Columbine

“The final portrait is often furthest from the truth.”

On April 20th, 1999, two students of Columbine High arrived at their school for the last time. They were about to begin what would be known as the deadliest schooting in an American high school, killing one teacher and twelve students. What is less known is that Columbine has originally been planned as a bombing; the pair has left two petrol bombs in the school cafeteria, and positioned themselves outside the entrances so they could shoot possible survivors: it is probable that had the bombs exploded all of the approximately 488 students in the cafeteria would have been killed. Eric Harris and Dylan Klebold, the shooters, would have carried out undoubtedly the deadliest and largest murder at a high school in any country. Because their bombs failed to explode - they were badly made - the pair armed themselves up with shotguns, rifles and semi-automatic weapons, and entered the school, where they killed twelve students and one teacher, wounding many others, before taking their own lives.

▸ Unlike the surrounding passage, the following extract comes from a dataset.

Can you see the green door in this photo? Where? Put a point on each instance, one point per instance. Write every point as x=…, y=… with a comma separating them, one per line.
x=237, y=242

What sets Columbine apart from all of the investigative reporting done during the aftermath of perhaps the most notorious school shooting in US history is Dave Cullen's skillful ability to cut through the mythology and hysteria surrounding the entire event. Many of the myths that were accepted as "fact" - that Eric Harris and Dylan Klebold were bullied loners who sought revenge against the jocks and the elites of Columbine - are irrevocably shattered. Utilizing countless pages and hours of testimony from survivors and others directly involved in the school shooting, including the infamous "Basement Tapes" recorded by Harris and Klebold just days before their rampage, Cullen paints in vivid detail the story of how an idyllic suburb suddenly became a buzzword for everything that was bad about everything; high school, parents, gun control, religion, etc.

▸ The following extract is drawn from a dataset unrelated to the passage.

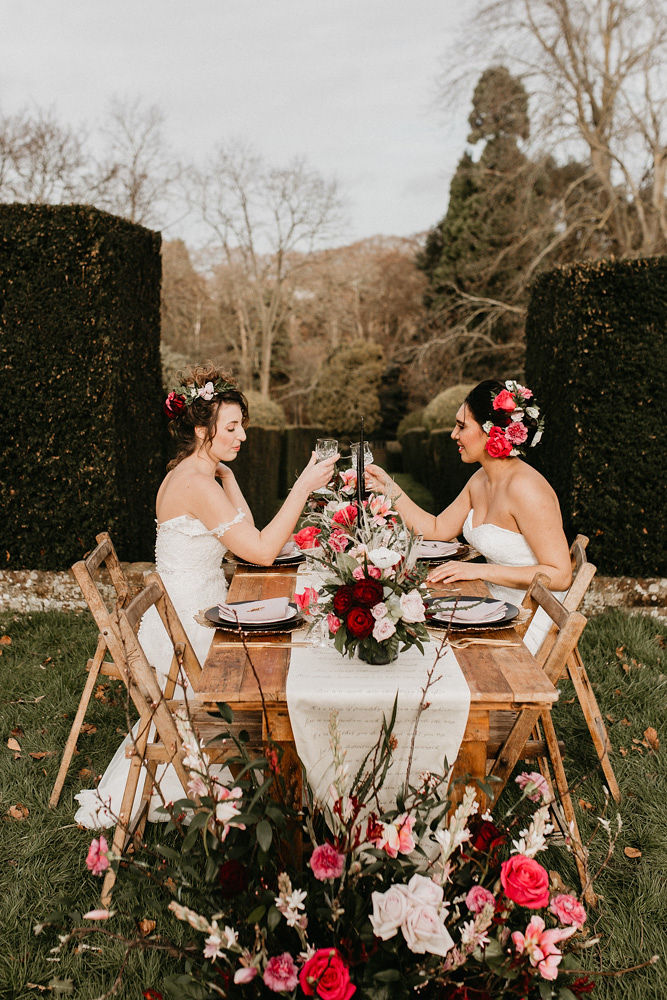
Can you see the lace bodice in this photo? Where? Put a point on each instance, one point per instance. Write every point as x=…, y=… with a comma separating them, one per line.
x=509, y=548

Cullen smartly deflects the blame cast on Harris and Klebold's parents. If anything, the journals those two kept demonstrate teenagers have a tremendous capacity to mask their true feelings in the face of authority. In Eric Harris' case, he masked a case of classic textbook psychopathy; no amount of intervention or psychological evaluation could have revealed both his lack of empathy towards others and his massive superiority complex, both which led him to eventually conclude that he was indeed like a God, ready to enact his wrath on a world he deemed too stupid and lazy to live. Klebold, on the other hand, was, on the surface, just melancholy, but hid suicidal thoughts and tendencies, and saw his own death as the only way of truly achieving any peace and tranquility in his life. Apart, the deadly rampage at Columbine may never have taken place; together, with Harris' cold-blooded planning and Klebold's eagerness, Columbine became all but inevitable.

Regardless of all the details, Dave Cullen, on every page, painted a masterful image of the human tragedy that was Columbine. We became riveted with what Eric Harris and Dylan Klebold unleashed upon Columbine on April 20, 1999; Cullen reminds us that it's the "who" and the "why" of this event that gave it the gravity it deserved.